2,00 5,282 11,932 7,350 8,188

Prosiding KIMIA FMIPA-ITS

2,25 27,841 8,114 14,796 16,917

2,50 40,410 35,16 72,069 49,213

2,75 55,683 61,092 61,569 59,448

3,00 44,546 59,819 95,615 66,660

3,25 101,343 66,978 74,297 80,873

3,50 65,706 45,183 67,933 59,607

4,04 34,046 61,410 51,865 49,107 3.4.2 Analisis Fasa dengan XRD

Gambar 3.4 memperlihatkan hasil analisis XRD yang telah dilakukan Search and Match. Pembentukan matriks geopolimer berupa fasa amorf baru yakni gel aluminosilikat ditandai dengan pergeseran hump (punuk) pada 2θ=10-37° pada abu layang (Gambar 3.1) menjadi sekitar 2θ=15-40° pada geopolimer (Gambar 3.4) akibat pelarutan fasa amorf abu layang dalam larutan alkali kuat.
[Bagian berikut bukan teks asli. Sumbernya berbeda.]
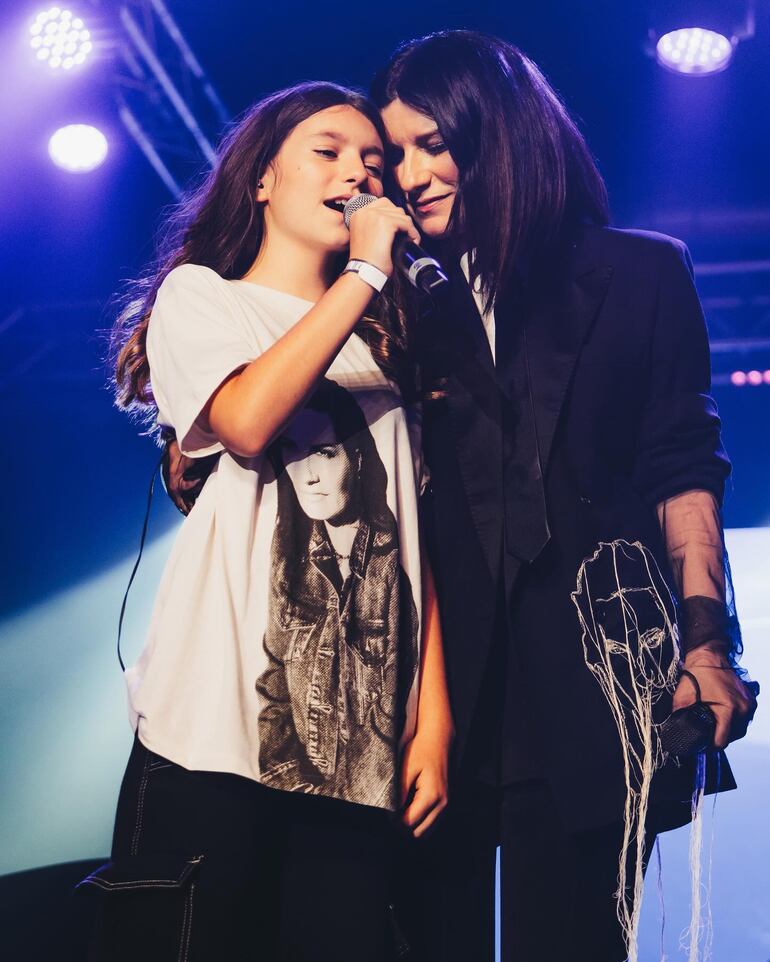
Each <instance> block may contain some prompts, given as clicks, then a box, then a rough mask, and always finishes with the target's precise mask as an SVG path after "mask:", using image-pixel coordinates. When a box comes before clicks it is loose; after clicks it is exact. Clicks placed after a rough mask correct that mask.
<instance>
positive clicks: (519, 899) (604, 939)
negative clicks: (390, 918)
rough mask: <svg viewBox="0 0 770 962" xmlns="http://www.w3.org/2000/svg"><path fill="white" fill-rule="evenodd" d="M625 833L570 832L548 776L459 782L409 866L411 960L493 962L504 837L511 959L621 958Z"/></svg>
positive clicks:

Gambar 3.4 Difraktogram Geopolimer

3.4.3 Analisis FTIR

Hasil yang diperlihatkan pada Gambar 3.5 yaitu spektrum FTIR dari geopolimer dengan rasio mol SiO2/Al2O3=1,5; 3,25; dan 4,04. Analisis FTIR ini digunakan untuk mengetahui vibrasi antar atom yang ada pada abu layang dan geopolimer. Terjadi pergeseran puncak pada setiap spektrum geopolimer.
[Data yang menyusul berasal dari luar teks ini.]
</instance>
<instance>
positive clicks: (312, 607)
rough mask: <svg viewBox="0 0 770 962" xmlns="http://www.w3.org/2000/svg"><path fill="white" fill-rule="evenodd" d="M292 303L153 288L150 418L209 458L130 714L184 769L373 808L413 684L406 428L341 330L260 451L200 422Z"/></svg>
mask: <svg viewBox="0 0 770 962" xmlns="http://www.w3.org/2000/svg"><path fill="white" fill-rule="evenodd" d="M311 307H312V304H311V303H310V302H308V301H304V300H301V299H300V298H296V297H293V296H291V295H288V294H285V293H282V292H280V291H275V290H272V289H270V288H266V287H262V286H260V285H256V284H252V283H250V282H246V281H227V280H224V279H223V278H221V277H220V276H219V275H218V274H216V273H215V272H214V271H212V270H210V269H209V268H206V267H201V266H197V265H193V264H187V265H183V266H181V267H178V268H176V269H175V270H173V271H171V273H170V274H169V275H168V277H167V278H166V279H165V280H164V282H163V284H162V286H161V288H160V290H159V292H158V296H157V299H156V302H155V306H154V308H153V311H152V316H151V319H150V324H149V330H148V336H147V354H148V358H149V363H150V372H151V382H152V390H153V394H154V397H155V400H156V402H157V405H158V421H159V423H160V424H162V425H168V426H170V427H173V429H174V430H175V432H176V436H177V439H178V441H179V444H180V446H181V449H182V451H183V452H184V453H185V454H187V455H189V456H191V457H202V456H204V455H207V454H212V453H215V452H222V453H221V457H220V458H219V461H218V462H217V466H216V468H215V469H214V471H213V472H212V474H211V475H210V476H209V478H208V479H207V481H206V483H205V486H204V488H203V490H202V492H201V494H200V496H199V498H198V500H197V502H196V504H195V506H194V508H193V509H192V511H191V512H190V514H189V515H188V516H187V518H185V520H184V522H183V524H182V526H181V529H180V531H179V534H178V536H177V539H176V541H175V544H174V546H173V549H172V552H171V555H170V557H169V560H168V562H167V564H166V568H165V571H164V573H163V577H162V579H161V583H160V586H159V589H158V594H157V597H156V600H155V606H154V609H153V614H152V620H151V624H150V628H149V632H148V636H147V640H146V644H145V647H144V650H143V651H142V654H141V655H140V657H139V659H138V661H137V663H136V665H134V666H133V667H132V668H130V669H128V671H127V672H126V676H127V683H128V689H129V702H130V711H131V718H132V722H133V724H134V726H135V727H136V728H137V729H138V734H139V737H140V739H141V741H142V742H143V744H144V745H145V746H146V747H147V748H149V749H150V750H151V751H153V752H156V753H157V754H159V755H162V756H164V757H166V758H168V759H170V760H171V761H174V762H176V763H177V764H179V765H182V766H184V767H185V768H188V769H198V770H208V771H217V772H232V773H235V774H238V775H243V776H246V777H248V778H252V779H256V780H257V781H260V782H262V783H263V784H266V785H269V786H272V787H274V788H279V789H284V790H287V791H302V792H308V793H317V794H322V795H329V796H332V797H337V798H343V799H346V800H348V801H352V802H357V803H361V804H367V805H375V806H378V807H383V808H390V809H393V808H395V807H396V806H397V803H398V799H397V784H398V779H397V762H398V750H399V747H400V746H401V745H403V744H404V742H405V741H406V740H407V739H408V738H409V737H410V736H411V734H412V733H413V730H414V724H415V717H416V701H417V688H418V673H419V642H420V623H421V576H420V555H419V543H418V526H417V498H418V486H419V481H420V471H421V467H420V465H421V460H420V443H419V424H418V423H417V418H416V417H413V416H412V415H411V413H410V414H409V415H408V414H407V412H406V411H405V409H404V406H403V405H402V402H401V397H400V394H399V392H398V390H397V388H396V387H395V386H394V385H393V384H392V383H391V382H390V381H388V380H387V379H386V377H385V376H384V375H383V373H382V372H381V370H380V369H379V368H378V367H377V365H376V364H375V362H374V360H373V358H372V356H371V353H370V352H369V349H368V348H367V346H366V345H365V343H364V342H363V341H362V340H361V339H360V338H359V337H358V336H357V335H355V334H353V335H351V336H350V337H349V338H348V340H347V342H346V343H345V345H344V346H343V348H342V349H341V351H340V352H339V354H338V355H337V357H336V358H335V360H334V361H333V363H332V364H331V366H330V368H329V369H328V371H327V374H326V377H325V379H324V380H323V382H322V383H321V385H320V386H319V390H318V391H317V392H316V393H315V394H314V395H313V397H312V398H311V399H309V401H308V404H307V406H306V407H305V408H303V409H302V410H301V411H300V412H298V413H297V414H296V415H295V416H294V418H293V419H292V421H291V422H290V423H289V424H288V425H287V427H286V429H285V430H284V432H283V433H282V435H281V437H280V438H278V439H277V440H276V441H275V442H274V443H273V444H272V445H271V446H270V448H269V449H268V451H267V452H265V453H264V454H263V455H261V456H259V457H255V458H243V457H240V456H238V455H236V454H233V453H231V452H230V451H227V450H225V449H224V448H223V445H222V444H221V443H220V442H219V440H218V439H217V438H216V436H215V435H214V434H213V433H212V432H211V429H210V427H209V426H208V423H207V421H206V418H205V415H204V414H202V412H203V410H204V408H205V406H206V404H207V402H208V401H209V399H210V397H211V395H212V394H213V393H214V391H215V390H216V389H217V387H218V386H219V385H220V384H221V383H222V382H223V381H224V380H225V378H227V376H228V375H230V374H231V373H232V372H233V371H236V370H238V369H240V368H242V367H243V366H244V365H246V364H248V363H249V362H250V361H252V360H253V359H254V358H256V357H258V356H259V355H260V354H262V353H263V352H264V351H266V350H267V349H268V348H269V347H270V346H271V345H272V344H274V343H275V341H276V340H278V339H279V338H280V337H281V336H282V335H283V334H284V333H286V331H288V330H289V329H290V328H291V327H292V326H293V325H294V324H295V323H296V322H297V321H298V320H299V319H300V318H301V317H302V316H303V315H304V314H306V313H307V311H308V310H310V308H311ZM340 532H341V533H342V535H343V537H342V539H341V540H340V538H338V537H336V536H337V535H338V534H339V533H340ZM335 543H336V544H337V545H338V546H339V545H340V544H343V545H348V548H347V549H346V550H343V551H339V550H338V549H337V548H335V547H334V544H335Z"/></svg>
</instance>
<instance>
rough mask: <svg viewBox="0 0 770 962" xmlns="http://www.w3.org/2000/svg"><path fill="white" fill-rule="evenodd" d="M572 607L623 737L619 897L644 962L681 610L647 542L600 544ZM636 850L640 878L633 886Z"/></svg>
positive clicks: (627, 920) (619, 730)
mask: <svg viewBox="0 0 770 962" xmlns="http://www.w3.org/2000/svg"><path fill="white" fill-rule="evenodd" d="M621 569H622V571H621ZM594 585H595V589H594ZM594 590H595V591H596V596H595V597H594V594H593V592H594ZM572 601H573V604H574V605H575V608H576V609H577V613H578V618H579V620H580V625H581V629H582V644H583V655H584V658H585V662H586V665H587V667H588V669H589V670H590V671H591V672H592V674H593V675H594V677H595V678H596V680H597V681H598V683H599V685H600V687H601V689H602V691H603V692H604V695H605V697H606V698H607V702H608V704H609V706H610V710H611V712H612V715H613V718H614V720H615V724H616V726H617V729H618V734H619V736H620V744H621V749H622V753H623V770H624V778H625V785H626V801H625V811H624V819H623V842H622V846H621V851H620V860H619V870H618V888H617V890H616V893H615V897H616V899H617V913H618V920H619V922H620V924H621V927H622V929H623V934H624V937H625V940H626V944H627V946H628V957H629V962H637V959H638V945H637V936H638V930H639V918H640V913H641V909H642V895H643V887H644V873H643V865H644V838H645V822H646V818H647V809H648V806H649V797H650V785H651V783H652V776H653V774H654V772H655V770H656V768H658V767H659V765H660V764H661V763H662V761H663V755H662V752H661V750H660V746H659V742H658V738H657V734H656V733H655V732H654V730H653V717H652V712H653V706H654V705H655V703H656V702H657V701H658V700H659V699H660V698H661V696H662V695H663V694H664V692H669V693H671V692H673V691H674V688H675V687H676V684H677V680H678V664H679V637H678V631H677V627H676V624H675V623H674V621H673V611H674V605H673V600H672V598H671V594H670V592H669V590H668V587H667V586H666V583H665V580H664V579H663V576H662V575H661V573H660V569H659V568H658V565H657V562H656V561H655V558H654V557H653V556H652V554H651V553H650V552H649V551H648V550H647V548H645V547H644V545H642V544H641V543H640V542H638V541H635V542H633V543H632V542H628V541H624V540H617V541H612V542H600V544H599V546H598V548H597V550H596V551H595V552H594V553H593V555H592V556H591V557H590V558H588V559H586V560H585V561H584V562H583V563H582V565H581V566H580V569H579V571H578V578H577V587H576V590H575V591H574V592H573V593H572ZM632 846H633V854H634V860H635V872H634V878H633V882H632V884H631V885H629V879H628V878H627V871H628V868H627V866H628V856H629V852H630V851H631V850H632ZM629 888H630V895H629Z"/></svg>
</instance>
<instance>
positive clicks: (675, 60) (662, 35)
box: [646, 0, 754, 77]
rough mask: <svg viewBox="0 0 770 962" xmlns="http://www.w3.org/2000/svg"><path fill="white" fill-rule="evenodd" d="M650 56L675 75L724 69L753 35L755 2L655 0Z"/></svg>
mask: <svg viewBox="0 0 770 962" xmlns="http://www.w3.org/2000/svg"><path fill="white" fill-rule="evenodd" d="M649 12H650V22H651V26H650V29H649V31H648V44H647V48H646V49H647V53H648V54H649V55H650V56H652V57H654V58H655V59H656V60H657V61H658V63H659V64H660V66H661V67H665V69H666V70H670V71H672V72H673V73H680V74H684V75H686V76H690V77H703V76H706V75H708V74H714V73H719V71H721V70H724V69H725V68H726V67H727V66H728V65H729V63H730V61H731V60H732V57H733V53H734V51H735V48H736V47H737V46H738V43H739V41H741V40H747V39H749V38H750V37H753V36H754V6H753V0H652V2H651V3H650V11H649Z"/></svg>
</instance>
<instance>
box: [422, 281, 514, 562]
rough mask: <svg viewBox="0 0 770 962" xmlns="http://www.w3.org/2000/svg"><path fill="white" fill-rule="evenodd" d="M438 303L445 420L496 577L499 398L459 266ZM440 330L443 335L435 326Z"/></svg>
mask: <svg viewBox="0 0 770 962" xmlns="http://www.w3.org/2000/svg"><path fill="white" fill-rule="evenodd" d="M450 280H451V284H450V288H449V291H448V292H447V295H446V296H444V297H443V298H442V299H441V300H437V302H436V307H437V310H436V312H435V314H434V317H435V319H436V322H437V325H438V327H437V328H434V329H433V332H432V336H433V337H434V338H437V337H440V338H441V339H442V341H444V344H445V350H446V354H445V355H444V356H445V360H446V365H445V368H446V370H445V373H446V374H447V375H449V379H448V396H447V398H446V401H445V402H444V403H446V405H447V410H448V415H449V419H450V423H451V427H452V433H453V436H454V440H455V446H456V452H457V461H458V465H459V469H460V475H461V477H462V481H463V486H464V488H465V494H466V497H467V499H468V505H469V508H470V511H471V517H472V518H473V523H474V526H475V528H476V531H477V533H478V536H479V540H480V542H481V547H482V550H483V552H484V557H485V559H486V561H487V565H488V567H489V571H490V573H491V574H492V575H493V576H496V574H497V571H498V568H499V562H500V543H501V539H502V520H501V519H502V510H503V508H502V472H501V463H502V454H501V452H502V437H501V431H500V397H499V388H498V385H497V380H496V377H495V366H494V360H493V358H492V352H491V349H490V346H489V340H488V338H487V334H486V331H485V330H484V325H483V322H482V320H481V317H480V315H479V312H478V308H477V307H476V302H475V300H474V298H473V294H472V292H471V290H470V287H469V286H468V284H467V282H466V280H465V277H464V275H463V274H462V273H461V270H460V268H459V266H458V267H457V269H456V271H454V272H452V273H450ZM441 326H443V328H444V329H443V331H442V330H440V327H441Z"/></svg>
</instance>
Gambar 3.5 Spektra FTIR Geopolimer

3.4.4 Analisis SEM

Pada rasio mol SiO2/Al2O3=1,5 Gambar 3.6 terlihat geopolimer yang tidak tesementasi (terikat) satu sama lain, sehingga menimbulkan struktur yang tidak kompak dan tidak padat. Struktur yang tidak kompak menyebabkan geopolimer berkuat tekan rendah, sehingga rapuh. Banyaknya Al(OH)3 yang berlebih menyebabkan monomer silikat tidak cukup untuk membentuk aluminasilikat.